You inserted 4 extra instructions in my code.
The last 4 instructions,

    movaps      xmm0,xmm4       ; [0 4 8 C]
    movaps      xmm1,xmm5       ; [1 5 9 D]
    movaps      xmm3,xmm2       ; [3 7 B F]
    movaps      xmm2,xmm6       ; [2 6 A E]

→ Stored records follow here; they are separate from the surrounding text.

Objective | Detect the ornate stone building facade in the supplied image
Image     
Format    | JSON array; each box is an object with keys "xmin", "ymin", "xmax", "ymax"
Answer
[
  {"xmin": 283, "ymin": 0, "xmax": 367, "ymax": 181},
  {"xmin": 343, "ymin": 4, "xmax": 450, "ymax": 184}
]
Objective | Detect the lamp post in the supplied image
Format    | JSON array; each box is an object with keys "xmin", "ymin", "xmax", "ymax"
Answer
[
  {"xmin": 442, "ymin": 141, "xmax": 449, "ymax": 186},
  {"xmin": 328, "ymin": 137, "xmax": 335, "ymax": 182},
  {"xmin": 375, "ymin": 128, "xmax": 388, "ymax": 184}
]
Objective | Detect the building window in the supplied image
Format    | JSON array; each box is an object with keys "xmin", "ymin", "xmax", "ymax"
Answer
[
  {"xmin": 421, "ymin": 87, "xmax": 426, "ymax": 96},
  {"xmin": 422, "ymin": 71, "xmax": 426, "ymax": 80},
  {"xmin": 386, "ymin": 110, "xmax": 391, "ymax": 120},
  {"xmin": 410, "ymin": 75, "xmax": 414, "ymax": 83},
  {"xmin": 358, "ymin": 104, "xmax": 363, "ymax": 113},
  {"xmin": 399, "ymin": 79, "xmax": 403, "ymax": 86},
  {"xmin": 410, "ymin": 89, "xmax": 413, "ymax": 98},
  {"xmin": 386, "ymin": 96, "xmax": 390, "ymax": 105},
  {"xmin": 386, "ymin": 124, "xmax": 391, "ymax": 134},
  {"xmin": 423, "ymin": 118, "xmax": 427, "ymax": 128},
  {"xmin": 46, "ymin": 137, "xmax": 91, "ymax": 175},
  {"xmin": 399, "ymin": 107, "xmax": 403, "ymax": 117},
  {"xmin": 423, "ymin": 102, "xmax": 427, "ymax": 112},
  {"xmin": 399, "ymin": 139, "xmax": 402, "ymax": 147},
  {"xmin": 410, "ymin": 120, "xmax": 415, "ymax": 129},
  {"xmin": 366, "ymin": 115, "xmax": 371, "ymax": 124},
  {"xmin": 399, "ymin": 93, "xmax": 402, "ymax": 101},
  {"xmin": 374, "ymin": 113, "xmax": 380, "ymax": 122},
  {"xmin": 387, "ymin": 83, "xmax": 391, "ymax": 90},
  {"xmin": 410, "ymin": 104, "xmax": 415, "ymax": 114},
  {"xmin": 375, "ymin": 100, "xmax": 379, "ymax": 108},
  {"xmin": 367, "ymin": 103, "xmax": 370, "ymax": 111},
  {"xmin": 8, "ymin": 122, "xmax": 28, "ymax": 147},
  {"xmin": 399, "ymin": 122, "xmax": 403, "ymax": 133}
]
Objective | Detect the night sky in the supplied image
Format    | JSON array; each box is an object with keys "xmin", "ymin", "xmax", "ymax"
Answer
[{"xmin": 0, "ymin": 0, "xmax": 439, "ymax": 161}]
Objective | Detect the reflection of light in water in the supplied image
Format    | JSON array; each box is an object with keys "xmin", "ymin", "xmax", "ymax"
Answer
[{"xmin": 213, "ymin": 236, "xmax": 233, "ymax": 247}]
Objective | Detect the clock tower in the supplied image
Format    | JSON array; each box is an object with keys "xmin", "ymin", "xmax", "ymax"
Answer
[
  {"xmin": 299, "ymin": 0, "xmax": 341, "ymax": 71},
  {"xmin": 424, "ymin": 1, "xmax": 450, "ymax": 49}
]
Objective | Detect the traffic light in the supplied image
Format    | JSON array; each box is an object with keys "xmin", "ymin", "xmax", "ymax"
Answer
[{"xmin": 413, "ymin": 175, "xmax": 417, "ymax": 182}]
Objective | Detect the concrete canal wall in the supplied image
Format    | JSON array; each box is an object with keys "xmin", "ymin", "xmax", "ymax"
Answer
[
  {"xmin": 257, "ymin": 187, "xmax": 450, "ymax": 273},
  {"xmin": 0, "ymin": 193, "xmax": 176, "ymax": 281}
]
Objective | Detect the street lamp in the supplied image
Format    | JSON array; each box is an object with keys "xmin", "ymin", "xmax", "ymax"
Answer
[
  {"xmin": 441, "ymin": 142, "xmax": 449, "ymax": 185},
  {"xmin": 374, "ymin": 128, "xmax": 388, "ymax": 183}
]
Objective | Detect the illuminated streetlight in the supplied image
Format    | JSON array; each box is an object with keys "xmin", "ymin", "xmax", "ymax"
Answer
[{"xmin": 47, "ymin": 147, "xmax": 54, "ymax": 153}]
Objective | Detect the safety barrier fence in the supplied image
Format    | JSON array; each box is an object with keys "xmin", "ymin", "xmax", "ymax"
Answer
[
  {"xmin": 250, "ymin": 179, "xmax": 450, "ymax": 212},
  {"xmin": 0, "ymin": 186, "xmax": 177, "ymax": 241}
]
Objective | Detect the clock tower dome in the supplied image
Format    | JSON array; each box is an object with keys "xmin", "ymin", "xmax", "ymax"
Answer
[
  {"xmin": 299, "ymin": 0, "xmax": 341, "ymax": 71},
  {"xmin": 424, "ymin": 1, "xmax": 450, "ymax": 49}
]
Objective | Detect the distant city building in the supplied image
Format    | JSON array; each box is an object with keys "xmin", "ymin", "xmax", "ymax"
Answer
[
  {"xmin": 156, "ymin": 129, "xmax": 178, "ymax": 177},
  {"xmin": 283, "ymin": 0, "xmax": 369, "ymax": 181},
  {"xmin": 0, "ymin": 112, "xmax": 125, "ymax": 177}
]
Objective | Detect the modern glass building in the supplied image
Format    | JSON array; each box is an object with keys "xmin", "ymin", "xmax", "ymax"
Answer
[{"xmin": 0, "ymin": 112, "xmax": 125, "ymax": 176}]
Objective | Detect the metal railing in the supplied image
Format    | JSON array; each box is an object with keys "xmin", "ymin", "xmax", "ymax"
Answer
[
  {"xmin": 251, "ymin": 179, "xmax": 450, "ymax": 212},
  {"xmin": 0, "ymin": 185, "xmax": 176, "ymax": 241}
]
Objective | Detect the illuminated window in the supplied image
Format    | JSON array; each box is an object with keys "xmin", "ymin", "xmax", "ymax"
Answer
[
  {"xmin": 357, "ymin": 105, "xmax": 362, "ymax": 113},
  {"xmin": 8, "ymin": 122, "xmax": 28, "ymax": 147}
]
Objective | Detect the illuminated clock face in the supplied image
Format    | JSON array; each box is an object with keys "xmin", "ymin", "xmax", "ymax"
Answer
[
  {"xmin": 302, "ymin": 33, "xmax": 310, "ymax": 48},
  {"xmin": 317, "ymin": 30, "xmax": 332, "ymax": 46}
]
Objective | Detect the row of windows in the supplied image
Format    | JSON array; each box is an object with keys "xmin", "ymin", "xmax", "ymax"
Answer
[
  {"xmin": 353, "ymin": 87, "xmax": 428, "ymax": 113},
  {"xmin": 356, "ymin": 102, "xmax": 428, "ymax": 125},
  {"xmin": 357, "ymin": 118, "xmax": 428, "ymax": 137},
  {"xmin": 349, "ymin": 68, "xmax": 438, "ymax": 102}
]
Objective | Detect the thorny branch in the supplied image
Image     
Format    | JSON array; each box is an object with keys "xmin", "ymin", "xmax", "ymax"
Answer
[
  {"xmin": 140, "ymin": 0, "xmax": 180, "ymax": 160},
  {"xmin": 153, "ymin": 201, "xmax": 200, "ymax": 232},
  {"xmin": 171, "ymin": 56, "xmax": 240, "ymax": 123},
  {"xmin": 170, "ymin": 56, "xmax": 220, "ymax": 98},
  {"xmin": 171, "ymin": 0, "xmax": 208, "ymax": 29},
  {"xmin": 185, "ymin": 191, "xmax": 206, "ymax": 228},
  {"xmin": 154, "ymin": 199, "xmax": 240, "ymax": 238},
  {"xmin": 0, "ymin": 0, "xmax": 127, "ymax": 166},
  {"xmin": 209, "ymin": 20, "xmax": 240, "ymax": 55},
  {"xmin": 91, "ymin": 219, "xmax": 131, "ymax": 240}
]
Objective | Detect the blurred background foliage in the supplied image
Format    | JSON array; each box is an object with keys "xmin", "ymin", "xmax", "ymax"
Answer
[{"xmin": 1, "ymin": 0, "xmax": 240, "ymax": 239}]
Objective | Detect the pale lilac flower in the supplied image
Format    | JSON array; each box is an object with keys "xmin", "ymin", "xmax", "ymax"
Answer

Doesn't this slow down my code in comparison with yours?
Or is there a reason to insert them?

removed xmm6 ( to make it simpler  :biggrin: )
Code: [Select]
XMMatrixTransposeM PROC
    mov         eax,offset MatrixIn
    mov         ecx,offset MatrixOut

    movaps      xmm0,[eax+0]            ; [0 1 2 3]
    movaps      xmm1,[eax+16]           ; [4 5 6 7]
    movaps      xmm2,[eax+32]           ; [8 9 A B]
    movaps      xmm3,[eax+48]           ; [C D E F]

    movaps      xmm4,xmm0               ; [0 1 2 3]
    movaps      xmm5,xmm2               ; [8 9 A B]
    unpcklps    xmm4,xmm1               ; [0 4 1 5]
    unpcklps    xmm5,xmm3               ; [8 C 9 D]
    unpckhps    xmm0,xmm1               ; [2 6 3 7]
    unpckhps    xmm2,xmm3               ; [A E B F]
    movaps      xmm1,xmm4               ; [0 4 1 5]
    movaps      xmm3,xmm0               ; [2 6 3 7]
    movlhps     xmm4,xmm5               ; [0 4 8 C]
    movlhps     xmm3,xmm2               ; [2 6 A E]
    movhlps     xmm5,xmm1               ; [1 5 9 D]
    movhlps     xmm2,xmm0               ; [3 7 B F]

    movaps      [ecx+0],xmm4            ; [0 4 8 C]
    movaps      [ecx+16],xmm5           ; [1 5 9 D]
    movaps      [ecx+32],xmm3           ; [2 6 A E]
    movaps      [ecx+48],xmm2           ; [3 7 B F]
    ret
XMMatrixTransposeM ENDP
Creative coders use backward thinking techniques as their strategy.